The prevalence of DGI type II was estimated to be 0.0022% (95% CI, 0.0016–0.0029%) or 1 in 45,455 individuals. Dental agenesis occurred in 9% of our group. Other findings included tooth retention (17%), pulpal obliteration (100%), and generalized joint hypermobility (30%). Clinical and radiographic findings raised a suspicion of undiagnosed OI in one individual, a 2-year-old boy; he was later diagnosed with OI type IV.
These results show a significantly lower prevalence of DGI type II than previously reported and point to the importance of excluding OI in children with DGI.
Dentinogenesis imperfecta (DGI) is a heritable disorder of the dentin (the inner calcified tissue protecting the pulp, along with enamel and cementum). The mineral content and structure of the enamel are normal, but the enamel is easily fractured due to the underlying soft dysplastic dentin, which also causes the teeth to exhibit a grey-blue to brown discoloration (Fig. 1a). The dentin is prone to attrition, with the deciduous dentition often being more severely affected than the permanent. Radiographically, the teeth exhibit a morphology that is pathognomonic for the condition, with bulbous crowns, a marked cervical constriction, pulpal obliteration, and short roots (Fig. 1b). Based on genetic findings, two subgroups form this disorder: DGI type I (DGI-I), a syndromic form associated with osteogenesis imperfecta (OI); and DGI type II (DGI-II), the non-syndromic form, that is unassociated with OI or any other inherited disorder [1,2,3,4].
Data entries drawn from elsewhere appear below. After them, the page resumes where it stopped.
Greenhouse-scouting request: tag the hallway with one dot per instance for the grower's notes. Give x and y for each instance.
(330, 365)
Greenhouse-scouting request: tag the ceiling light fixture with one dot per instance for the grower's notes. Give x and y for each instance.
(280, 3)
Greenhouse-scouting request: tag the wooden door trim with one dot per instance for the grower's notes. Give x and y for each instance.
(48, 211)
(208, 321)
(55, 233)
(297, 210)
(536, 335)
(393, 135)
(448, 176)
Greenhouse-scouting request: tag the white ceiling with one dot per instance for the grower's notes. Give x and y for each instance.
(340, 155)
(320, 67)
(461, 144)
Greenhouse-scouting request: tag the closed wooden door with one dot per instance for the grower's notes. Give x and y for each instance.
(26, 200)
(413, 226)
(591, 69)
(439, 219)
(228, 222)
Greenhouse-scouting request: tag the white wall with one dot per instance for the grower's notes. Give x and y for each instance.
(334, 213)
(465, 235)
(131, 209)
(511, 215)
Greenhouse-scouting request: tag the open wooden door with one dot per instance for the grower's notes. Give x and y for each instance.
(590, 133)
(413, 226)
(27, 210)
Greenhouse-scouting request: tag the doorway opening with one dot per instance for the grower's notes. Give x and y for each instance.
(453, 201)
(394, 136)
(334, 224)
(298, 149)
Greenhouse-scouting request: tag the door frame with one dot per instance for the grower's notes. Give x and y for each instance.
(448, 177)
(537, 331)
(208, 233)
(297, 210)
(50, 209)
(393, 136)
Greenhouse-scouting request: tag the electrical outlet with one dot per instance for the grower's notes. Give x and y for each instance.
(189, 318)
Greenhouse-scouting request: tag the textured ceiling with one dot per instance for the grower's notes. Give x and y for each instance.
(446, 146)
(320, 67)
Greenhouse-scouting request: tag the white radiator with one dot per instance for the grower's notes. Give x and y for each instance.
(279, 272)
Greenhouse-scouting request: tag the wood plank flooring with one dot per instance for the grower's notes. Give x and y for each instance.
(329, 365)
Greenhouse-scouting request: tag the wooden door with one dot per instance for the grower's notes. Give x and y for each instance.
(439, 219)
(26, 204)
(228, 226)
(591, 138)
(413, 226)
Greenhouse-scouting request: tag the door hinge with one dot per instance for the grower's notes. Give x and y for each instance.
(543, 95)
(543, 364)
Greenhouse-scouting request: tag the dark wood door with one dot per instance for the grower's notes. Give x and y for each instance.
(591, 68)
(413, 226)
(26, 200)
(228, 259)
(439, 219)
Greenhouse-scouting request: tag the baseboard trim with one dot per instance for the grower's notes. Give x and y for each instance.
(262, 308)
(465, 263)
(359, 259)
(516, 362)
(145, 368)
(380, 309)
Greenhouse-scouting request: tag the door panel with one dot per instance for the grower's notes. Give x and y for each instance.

DGI-I (a collagenous disorder) is a common feature in osteogenesis imperfecta (OI). Depending on type of OI, reported prevalences of DGI-I in patients with OI range from 8 to 100%. Children with a more severe type of OI often present with a more severe dental phenotype [5,6,7,8].
The differential diagnosis between DGI types I and II is often challenging. DGI-II (a non-collagenous disorder) is an autosomal dominant disorder with a high degree of penetrance and expressivity. De novo mutations are rare. Mutations in the dentin sialophosphoprotein (DSPP) gene located on chromosome 4 (4q22.1) are the source of the condition. Clinical, radiographic, and histological findings in DGI types I and II are similar, although inter- and intra-individual variability of expression is greater in DGI-I. Due to similarities in expression of the two types, there is reason to believe that undiagnosed cases of mild OI may be present among individuals with DGI. To identify these children, evaluation of the variables associated with OI (bruising, prolonged bleeding, spraining, fractures, hearing impairment, joint hypermobility, blue sclerae, and family history of osteoporosis and OI) may be necessary.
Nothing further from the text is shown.